To make the dome lighter, the architect used his knowledge of the different characteristics of volcanic stone to his advantage. At the bottom of the dome, the architect placed brickwork and stress-resistant tuff connected by a concrete mixture of pozzolana and lime (Marder and Jones 2015). As each upper layer was added, the architect mixed in various types of volcanic rock into the concrete mixture of pozzolana and lime in order of increased lightness. From the heaviest volcanic stone to the lightest stone, the order of fillings was as follows: Cappellaccio tuff, tufo giallo, pumice, and volcanic slag. The strategic use of these volcanic rocks reduced the weight of the materials as the structure rose which reduced the compression on the lower layers, creating less thrust on the structure below (Marder and Jones, 2015).
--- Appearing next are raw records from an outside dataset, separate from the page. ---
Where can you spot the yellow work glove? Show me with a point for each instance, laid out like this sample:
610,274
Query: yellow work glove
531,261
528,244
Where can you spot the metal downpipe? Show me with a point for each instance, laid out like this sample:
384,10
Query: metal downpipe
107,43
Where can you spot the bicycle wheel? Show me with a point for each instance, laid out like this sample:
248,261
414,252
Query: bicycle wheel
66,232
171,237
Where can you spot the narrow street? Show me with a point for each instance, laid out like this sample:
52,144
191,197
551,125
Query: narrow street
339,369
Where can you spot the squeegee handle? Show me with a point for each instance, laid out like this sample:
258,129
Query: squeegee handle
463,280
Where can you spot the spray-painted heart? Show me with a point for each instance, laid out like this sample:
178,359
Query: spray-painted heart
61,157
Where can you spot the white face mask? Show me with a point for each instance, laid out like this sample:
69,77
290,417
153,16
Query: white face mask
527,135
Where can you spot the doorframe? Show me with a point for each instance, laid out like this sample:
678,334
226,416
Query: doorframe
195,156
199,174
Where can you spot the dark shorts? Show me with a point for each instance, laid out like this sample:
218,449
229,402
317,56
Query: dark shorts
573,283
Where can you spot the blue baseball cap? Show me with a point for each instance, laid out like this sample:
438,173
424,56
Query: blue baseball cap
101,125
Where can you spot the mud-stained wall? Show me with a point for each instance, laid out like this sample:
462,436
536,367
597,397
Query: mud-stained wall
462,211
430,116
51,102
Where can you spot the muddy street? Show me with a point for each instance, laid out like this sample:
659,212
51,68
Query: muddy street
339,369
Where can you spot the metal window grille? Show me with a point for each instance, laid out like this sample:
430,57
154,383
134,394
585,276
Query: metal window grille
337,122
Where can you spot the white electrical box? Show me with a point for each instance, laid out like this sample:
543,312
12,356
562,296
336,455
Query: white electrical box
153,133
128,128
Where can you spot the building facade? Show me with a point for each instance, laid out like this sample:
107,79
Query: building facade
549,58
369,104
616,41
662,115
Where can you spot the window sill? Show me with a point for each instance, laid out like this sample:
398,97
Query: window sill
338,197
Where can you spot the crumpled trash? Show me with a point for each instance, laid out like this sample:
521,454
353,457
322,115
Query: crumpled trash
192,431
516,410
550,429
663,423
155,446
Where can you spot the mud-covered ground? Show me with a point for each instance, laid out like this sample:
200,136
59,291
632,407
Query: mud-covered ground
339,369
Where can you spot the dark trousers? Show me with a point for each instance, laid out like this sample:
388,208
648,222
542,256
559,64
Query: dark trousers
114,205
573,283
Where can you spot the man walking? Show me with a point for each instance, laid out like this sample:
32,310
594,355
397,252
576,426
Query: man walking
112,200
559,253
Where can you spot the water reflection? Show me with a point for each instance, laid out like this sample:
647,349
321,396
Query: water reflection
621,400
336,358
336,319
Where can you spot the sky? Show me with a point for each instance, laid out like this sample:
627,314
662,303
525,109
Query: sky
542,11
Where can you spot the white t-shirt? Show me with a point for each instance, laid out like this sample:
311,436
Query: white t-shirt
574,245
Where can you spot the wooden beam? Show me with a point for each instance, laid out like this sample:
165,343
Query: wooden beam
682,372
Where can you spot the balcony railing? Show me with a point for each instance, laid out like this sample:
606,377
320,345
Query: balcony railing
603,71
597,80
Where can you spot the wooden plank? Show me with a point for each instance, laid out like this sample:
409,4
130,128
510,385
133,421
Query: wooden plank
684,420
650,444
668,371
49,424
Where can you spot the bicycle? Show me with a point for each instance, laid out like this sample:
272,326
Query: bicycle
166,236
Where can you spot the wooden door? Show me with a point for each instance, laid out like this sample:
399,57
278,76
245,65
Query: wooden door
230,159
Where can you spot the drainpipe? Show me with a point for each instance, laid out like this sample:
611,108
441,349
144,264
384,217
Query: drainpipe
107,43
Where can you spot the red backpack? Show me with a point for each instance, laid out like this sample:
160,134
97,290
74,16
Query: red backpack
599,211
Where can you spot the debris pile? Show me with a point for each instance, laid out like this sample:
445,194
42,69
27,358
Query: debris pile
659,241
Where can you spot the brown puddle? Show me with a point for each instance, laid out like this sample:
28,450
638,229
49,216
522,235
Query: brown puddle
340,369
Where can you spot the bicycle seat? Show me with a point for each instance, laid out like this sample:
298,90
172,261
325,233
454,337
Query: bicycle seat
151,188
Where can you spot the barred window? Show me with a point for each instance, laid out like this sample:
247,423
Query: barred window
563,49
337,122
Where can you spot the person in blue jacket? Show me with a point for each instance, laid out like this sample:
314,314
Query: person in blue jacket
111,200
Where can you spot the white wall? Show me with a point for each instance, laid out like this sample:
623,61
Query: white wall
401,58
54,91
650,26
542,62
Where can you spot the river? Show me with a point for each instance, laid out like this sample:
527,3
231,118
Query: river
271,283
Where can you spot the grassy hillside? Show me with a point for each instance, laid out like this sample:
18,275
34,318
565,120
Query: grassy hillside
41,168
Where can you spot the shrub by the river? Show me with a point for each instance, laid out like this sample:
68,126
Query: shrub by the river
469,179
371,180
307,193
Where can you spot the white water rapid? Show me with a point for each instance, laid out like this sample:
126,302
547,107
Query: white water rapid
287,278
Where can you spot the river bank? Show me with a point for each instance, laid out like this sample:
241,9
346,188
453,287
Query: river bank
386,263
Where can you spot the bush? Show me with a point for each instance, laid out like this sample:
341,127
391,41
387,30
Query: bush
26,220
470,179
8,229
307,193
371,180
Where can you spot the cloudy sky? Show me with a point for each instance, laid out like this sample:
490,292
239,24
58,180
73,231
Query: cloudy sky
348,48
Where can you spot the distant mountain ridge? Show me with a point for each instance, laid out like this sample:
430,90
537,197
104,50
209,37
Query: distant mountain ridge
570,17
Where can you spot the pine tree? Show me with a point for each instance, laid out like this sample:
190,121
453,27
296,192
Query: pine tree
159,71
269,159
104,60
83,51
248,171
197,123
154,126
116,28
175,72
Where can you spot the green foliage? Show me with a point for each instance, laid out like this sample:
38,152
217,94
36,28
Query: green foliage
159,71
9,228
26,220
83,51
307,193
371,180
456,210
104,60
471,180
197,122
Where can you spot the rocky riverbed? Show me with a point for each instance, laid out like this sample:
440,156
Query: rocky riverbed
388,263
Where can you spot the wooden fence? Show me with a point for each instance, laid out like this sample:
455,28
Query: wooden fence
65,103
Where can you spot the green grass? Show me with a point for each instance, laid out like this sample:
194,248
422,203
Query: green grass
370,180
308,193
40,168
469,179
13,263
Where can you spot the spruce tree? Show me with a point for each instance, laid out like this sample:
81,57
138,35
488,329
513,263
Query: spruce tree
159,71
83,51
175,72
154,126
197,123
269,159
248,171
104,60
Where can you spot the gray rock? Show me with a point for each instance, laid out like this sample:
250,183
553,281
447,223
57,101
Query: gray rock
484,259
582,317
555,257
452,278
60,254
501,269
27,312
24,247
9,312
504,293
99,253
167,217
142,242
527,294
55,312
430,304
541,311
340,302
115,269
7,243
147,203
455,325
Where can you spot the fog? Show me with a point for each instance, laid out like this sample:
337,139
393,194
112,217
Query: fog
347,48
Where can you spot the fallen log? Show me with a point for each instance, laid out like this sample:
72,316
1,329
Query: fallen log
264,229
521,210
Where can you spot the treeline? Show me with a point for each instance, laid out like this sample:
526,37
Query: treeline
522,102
Given that we discovered the presence of volcanic rock at the site, and given how the abundance of volcanic rock made it cheap to purchase, I am curious whether we will find volcanic tuff in the villa’s foundations. Furthermore, I wonder whether the concrete we have at the site includes pozzolana. Unfortunately, since Romans usually used local materials, that is unlikely. However, Professor Jim Mills said that if we wanted to test for volcanic ash, we could take a thin section of the mortar at our site and analyze its composition using petrography.
Works Cited:
Ahmad, Zahra. 2017. “Why Modern Mortar Crumbles, but Roman Concrete Lasts Millennia”. Science, July 3, 2017. https://www.sciencemag.org/news/2017/07/why-modern-mortar-crumbles-roman-concrete-lasts-millennia.
Jackson, Marie, and Fabrizio Marra. 2006. “Roman Stone Masonry: Volcanic Foundations of the Ancient City.” American Journal of Archaeology 110: 403-436.
Marder, Tod A., and Mark Wilson Jones, ed. 2015. The Pantheon: From Antiquity to the Present. Cambridge: Cambridge University Press. doi:10.1017/CBO9781139015974.